Viele der Missbrauchshandlungen hat der seit Mai 2017 in Haft sitzende Angeklagte (Verteidiger: Marco Müller) selbst mit dem Handy dokumentiert. Alle Chatver- läufe sind im Nachhinein ebenfalls Wort für Wort festgehalten. Der 42-Jährige – Vollbart, schwarzer Kapuzenpulli – sucht angesichts der Beweislage die Flucht nach vorn. Seine Sicht der Dinge hört sich anders an: Eigentlich sei er ein schüchterner Mensch, habe im Chat-Room „nur reden“wollen: „Ich dachte nie, dass es zu einem echten Kontakt kommt.“Doch dann sei mit Sarah alles „ganz locker“gegangen, „sie hat Interesse am Sex gezeigt“. Bei den Treffen habe sie ihm ihre sexuellen Fantasien erzählt. „Sie hat dann immer mehr gewollt, es war unglaublich.
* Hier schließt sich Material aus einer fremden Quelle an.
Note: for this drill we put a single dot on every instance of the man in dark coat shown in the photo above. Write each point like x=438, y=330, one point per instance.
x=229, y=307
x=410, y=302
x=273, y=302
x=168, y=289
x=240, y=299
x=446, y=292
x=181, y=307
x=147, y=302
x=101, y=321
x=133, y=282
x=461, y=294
Ich wollte das eigentlich nicht“, beteuert der Angeklagte. „Das kommt ja so rüber, als seien Sie von Sarah verführt worden, dass Sie das Opfer sind“, wundert sich Vorsitzender Richter Hoesch über die Verteidigungsstrategie des 42-Jährigen. „Nein, so ist es nicht“, widerspricht der Angeklagte.
Die Aussage des Opfers ergibt ein verstörendes Bild. Im Beisein ihres Anwalts Udo Reissner erzählt die nun 15-jährige Sarah, sie habe durchaus echte Zuneigung zu dem Angeklagten empfunden, in dem sie einen Ersatzpapa sah. Ihr eigener Vater war vor mehr als zehn Jahren gestorben. Sie habe, so sagt sie, die Vaterrolle des Angeklagten auch mit Sex verbunden. Nachdem das Verhältnis mit dem 42-Jährigen geendet hatte, habe sie noch mit anderen pädophilen Männern sexuelle Kontakte gehabt. Im Zusammenhang mit einem Ladendiebstahl offenbarte Sarah schließlich den Missbrauch auf Anraten einer Freundin. Das Opfer ist seelisch stark belastet, leidet und befindet sich in einer Therapie.
Das Sex-Verhältnis mit der Schülerin ist nicht der einzige Vorwurf gegen den 42-Jährigen. Staatsanwältin Birgit Milzarek benötigte 45 Minuten, um die umfangreiche Anklageschrift zu verlesen. Denn der Angeklagte hatte auch in weiteren drei Fällen Kontakte übers Internet mit zwölf und 13 Jahre alten Mädchen aus dem Bundesgebiet aufgenommen. Dabei kam es ebenfalls zum Austausch von Sex-Fotos und zu sexualisierten Gesprächen. Überdies sind auf zwei Handys des Mannes über 900 Kinderpornos entdeckt worden, darunter auch Videos und Fotos von gefesselten Babys. Im August 2015, also während des Verhältnisses zu Sarah, war der Angeklagte bereits in einem anderen Fall vom Amtsgericht wegen sexuellen Missbrauchs von Kindern zu einer Bewährungsstrafe verurteilt worden. Das Urteil der Jugendkammer wird Mitte April erwartet.